I was holding the vomit bag. I caught it. And then I watched his face go pale as he looked at me, not panicked, but calm. So calm it scared me. Then he said:
“Mom, can you see it? The Lamb of Jesus? I can see him. He’s a brown lamb.”
He wasn’t afraid. He wasn’t crying. He was seeing something beyond the rest of us. In that moment, he was at peace.
Then everything changed.
Alarms went off. ICU staff rushed in. A doctor looked us straight in the eye and said the words no parent should ever hear:
“We have to intubate him now. It’s either here or in the OR. But it has to be now.”
There was no time to speak, hold his hand again, or prepare. In minutes, our son, our baby, only 11 years old, was sedated, paralyzed, and intubated. A machine would breathe for him while his body tried to survive.
We were told more than once to prepare for the worst. That he might not make it, but I couldn’t accept that. I wouldn’t.
And yet this moment, the one that haunts us most, is also the one Nicholas speaks about with grace. He remembers the Lamb of Jesus. He says it wasn’t scary. He says it was peaceful.
But we remember every second of that night.
The blood.
The fear.
The pleading.
The sound of machines.
The moment we almost lost our child.
And the sickening truth is: this was preventable.
Two days earlier, we were sent home from the Methodist Southlake ER with no antibiotics, no blood cultures, and no concern for the clearly abnormal vital signs. Sepsis protocols were never followed. No one warned us what was coming.
To be clear: they lied to us.
Methodist Southlake told us Nicholas’s labs were normal.
Dr. Teresa Proietti had the nurse deliver that message.
We trusted them.
And I carry the weight of that trust like a wound.

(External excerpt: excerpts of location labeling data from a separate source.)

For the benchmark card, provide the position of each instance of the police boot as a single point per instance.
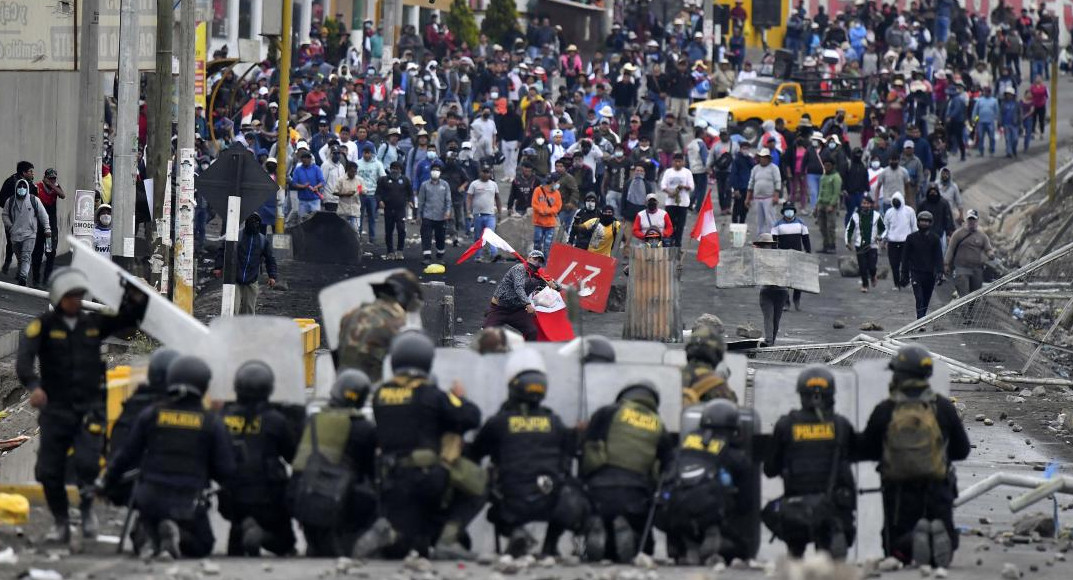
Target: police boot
(170, 536)
(59, 533)
(520, 543)
(379, 536)
(596, 539)
(253, 537)
(449, 546)
(942, 548)
(922, 544)
(709, 547)
(626, 540)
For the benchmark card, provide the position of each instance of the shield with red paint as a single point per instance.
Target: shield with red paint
(591, 273)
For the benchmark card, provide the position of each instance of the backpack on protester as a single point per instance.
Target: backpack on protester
(913, 447)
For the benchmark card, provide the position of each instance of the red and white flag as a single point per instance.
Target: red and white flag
(706, 232)
(488, 237)
(248, 109)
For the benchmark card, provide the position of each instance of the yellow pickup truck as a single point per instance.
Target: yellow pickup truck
(757, 100)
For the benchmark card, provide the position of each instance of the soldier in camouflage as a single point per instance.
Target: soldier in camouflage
(702, 378)
(366, 332)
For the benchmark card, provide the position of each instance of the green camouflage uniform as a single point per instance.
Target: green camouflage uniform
(366, 333)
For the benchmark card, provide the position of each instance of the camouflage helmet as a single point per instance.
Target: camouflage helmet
(705, 345)
(403, 287)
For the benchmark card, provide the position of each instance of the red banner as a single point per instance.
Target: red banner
(591, 273)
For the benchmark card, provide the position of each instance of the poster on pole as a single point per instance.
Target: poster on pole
(43, 34)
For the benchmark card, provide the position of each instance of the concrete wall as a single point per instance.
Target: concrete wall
(40, 124)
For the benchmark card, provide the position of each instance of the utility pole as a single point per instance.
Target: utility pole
(125, 153)
(184, 247)
(283, 138)
(89, 104)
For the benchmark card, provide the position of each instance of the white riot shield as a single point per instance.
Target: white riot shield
(341, 297)
(163, 321)
(273, 340)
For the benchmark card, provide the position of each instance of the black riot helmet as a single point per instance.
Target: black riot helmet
(598, 348)
(643, 390)
(188, 375)
(720, 415)
(817, 388)
(253, 382)
(157, 374)
(412, 352)
(911, 361)
(351, 388)
(403, 287)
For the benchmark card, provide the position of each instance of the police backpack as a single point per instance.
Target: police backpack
(913, 447)
(322, 489)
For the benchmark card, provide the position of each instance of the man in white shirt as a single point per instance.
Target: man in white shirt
(677, 186)
(900, 221)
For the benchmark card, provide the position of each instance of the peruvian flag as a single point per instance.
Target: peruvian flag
(248, 109)
(705, 231)
(488, 237)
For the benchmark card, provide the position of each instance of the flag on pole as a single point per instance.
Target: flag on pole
(248, 109)
(707, 234)
(488, 237)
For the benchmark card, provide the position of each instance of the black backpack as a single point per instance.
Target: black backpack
(322, 488)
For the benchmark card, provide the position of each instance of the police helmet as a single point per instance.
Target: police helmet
(188, 373)
(912, 361)
(254, 382)
(65, 281)
(157, 374)
(412, 351)
(403, 286)
(351, 388)
(705, 345)
(640, 390)
(598, 348)
(720, 414)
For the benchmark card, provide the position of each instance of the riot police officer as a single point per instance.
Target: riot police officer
(701, 492)
(338, 444)
(702, 380)
(532, 455)
(147, 393)
(812, 450)
(625, 447)
(420, 430)
(254, 500)
(65, 342)
(917, 480)
(179, 446)
(366, 332)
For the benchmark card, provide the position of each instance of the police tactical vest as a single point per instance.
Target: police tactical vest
(333, 431)
(810, 452)
(179, 443)
(633, 439)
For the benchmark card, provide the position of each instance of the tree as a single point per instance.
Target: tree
(501, 18)
(462, 24)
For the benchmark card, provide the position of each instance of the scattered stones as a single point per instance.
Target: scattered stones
(1038, 522)
(1010, 571)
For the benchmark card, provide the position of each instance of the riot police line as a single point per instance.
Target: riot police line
(413, 477)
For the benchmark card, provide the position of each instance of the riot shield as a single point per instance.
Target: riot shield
(163, 321)
(341, 297)
(273, 340)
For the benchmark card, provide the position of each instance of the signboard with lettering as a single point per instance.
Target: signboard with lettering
(41, 34)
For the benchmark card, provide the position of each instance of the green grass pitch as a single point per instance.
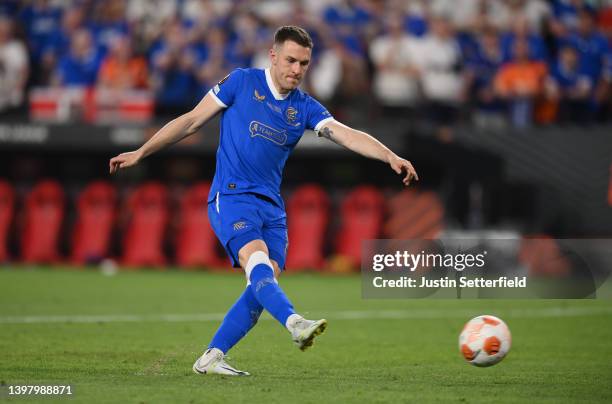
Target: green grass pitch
(133, 337)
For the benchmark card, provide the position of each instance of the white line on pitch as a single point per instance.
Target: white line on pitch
(334, 315)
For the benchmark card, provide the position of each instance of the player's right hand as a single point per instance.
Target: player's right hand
(124, 160)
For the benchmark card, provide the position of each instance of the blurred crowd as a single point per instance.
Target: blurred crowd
(493, 62)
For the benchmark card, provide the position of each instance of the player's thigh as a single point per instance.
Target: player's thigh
(236, 222)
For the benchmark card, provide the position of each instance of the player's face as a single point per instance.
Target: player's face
(289, 64)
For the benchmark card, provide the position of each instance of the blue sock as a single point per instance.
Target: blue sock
(237, 322)
(269, 294)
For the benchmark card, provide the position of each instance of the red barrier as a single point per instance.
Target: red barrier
(44, 213)
(148, 216)
(414, 215)
(96, 213)
(7, 208)
(196, 243)
(308, 214)
(362, 213)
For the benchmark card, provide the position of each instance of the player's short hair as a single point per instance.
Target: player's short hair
(293, 33)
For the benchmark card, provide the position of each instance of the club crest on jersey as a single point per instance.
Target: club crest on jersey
(274, 135)
(239, 226)
(258, 97)
(291, 114)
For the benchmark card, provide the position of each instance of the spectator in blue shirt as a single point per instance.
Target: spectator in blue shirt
(480, 75)
(58, 44)
(173, 64)
(570, 88)
(40, 20)
(521, 31)
(80, 66)
(591, 45)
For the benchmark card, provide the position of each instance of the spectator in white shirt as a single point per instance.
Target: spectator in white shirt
(394, 55)
(13, 68)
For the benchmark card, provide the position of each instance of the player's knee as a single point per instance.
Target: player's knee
(245, 253)
(257, 258)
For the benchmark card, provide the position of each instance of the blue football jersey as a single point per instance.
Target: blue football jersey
(259, 129)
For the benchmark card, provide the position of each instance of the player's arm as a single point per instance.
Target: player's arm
(366, 145)
(174, 131)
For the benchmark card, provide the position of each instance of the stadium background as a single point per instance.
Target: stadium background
(504, 108)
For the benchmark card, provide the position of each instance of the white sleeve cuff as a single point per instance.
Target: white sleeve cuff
(321, 123)
(217, 100)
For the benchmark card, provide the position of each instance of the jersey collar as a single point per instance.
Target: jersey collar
(277, 96)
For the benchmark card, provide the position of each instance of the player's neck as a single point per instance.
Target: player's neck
(280, 90)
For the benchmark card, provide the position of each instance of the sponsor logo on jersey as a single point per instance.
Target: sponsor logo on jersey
(274, 135)
(291, 114)
(258, 97)
(223, 80)
(239, 226)
(273, 107)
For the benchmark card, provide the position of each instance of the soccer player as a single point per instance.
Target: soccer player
(264, 116)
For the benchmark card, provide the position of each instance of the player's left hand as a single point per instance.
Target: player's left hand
(400, 165)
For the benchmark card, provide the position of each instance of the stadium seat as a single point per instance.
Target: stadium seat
(542, 256)
(96, 212)
(195, 242)
(308, 214)
(147, 208)
(42, 222)
(362, 214)
(414, 215)
(7, 207)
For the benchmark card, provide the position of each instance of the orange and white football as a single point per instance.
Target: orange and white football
(485, 340)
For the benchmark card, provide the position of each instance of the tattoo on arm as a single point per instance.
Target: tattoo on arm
(327, 133)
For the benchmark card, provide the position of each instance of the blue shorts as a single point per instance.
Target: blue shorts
(238, 219)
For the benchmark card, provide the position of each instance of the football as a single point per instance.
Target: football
(485, 341)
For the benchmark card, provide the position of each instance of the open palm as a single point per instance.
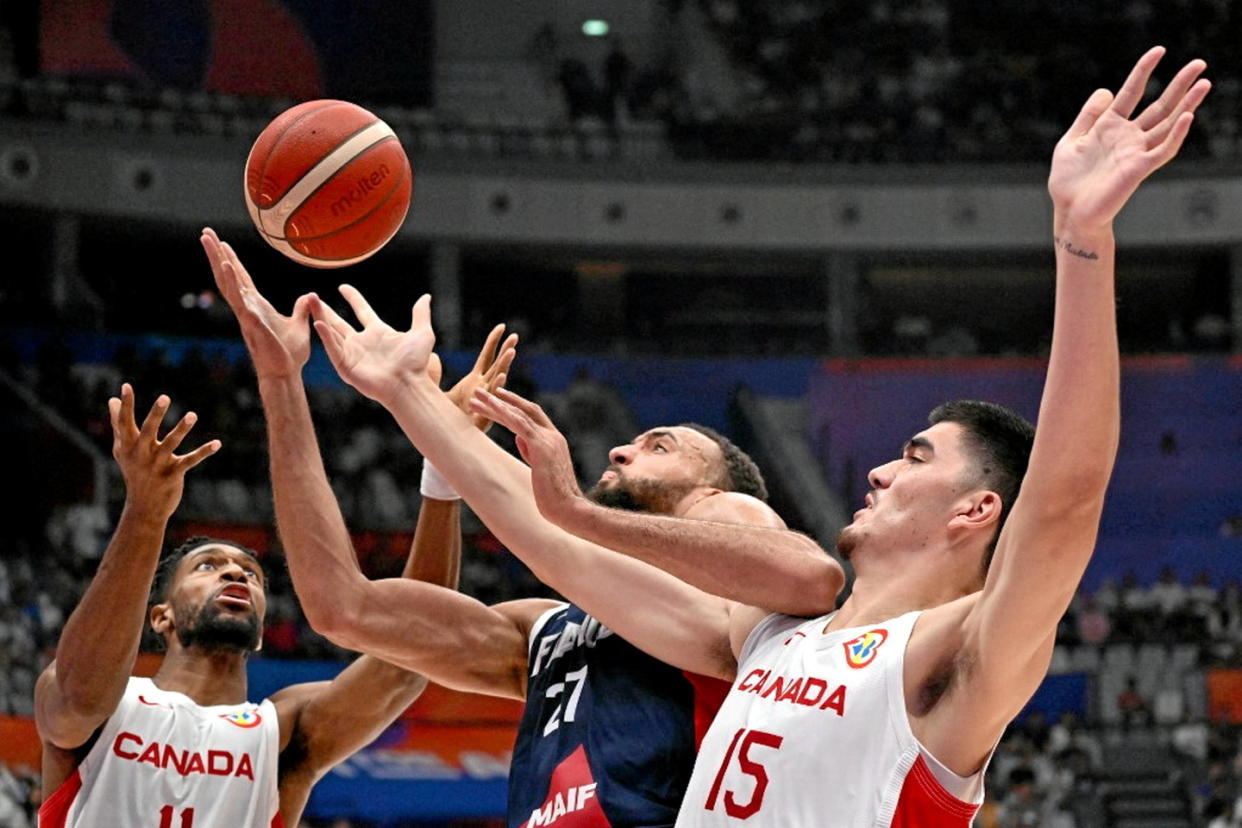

The guilt of believing them, when my gut said something was wrong, will never fully go away. I felt some measure of validation when CMS reviewed the records, confirmed their deception, and issued a federal violation. But that doesn’t undo the damage.
So now we fight, not just for Nicholas, but so no other parent has to hold a vomit bag full of blood… or hear a doctor say “it has to be now”… or watch their child say goodbye before their 12th birthday.
This is our truth. And we will not stop telling it.